Interrogée, Samira tente de se décharger de toute responsabilité en affirmant que sa mère et sa sœur remplissaient les documents pour obtenir les chèques emploi service. Elle prétend même que parfois, l’une ou l’autre d’entre elles imitait sa signature. Après le décès de leur frère, elle n’a pas eu le courage d’arrêter la fraude. Elle essaie de minimiser son implication en déclarant qu’elle n’était pas la seule impliquée.
La fraude a pris fin en 2018 après le décès de la mère des deux sœurs. Le Département a découvert la supercherie et a demandé le remboursement des fonds. Depuis 2020, Samira restitue progressivement l’argent qu’elle a indûment perçu, remboursant un peu plus de 6 600 €. L’avocat du Département du Nord réclame le remboursement des 382 000 € restants et demande que chaque sœur paie 1 500 € de plus pour le temps perdu par les employés de la collectivité.

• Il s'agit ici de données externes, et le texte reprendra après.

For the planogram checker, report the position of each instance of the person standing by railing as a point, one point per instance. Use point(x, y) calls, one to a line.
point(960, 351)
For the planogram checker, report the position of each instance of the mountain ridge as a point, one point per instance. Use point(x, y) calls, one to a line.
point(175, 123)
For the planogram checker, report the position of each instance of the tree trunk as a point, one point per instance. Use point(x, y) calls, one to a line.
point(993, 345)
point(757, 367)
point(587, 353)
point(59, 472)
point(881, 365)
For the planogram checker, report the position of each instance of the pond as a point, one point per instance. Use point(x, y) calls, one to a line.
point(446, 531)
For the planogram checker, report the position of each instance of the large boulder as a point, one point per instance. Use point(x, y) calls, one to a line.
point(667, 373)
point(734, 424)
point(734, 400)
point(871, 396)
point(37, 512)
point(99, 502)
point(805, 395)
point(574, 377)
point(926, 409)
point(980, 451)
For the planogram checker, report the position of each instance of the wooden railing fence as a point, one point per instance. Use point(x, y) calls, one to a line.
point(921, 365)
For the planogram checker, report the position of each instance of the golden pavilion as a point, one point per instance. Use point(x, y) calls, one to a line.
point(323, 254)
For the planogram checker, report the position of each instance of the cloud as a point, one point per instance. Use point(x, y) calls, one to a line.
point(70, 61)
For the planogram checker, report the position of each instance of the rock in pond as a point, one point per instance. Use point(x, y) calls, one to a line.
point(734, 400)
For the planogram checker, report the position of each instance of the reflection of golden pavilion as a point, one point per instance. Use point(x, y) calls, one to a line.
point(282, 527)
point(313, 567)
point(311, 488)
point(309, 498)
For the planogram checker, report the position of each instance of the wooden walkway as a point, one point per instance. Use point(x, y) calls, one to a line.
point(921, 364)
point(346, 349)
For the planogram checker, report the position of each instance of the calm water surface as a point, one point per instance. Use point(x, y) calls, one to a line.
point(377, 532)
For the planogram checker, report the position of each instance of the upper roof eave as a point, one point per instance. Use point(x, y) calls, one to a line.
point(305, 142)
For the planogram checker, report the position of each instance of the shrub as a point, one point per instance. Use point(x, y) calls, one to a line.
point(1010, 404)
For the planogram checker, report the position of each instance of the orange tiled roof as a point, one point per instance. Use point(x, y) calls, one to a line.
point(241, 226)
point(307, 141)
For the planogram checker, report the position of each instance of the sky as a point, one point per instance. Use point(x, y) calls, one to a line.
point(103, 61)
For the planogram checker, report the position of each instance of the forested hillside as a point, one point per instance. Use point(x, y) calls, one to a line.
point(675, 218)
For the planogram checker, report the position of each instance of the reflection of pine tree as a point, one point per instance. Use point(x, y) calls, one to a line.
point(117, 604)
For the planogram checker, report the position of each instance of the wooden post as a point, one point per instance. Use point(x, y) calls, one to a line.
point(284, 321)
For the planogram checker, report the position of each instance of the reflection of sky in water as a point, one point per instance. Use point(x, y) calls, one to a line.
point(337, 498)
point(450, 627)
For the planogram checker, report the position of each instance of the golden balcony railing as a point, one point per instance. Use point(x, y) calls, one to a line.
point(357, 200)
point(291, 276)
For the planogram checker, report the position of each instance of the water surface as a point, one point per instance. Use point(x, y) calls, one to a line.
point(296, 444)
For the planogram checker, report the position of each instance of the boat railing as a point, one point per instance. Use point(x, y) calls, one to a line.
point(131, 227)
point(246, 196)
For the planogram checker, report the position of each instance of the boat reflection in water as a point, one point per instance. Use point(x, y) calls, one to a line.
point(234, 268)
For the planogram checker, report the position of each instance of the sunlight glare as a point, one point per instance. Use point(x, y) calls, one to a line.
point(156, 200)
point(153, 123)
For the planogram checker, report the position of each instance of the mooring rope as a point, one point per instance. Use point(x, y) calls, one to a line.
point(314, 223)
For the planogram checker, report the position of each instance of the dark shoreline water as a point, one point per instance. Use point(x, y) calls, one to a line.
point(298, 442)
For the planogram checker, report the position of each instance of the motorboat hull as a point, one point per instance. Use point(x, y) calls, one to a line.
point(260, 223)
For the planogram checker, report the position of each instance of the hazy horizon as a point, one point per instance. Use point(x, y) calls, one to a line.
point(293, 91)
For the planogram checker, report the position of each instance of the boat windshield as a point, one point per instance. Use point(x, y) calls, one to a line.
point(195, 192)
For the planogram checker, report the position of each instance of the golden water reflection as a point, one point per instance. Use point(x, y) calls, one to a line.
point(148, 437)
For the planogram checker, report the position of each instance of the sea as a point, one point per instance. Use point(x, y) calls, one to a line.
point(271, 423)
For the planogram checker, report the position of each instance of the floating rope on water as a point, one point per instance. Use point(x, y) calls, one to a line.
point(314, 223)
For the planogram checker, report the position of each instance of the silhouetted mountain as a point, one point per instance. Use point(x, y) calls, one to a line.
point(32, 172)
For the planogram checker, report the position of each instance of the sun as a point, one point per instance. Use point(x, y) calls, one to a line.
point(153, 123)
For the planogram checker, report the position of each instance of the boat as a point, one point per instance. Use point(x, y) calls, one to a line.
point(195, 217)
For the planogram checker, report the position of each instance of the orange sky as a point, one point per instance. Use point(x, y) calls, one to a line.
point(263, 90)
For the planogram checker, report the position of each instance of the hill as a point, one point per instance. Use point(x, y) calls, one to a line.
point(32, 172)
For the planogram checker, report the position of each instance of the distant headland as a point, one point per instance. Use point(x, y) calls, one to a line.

L’avocat général, quant à lui, considère que ces actes sont graves et portent atteinte à la solidarité nationale. Il requiert 10 mois de prison avec sursis pour Samira et 5 mois de prison avec sursis pour Yasmine, en tenant compte du fait que cette dernière a cessé sa tutelle dès 2015, contrairement à sa sœur aînée qui ne l’a fait qu’en 2018. Il demande également que les deux sœurs remboursent intégralement les fonds détournés. La décision du tribunal sera rendue le 7 novembre prochain.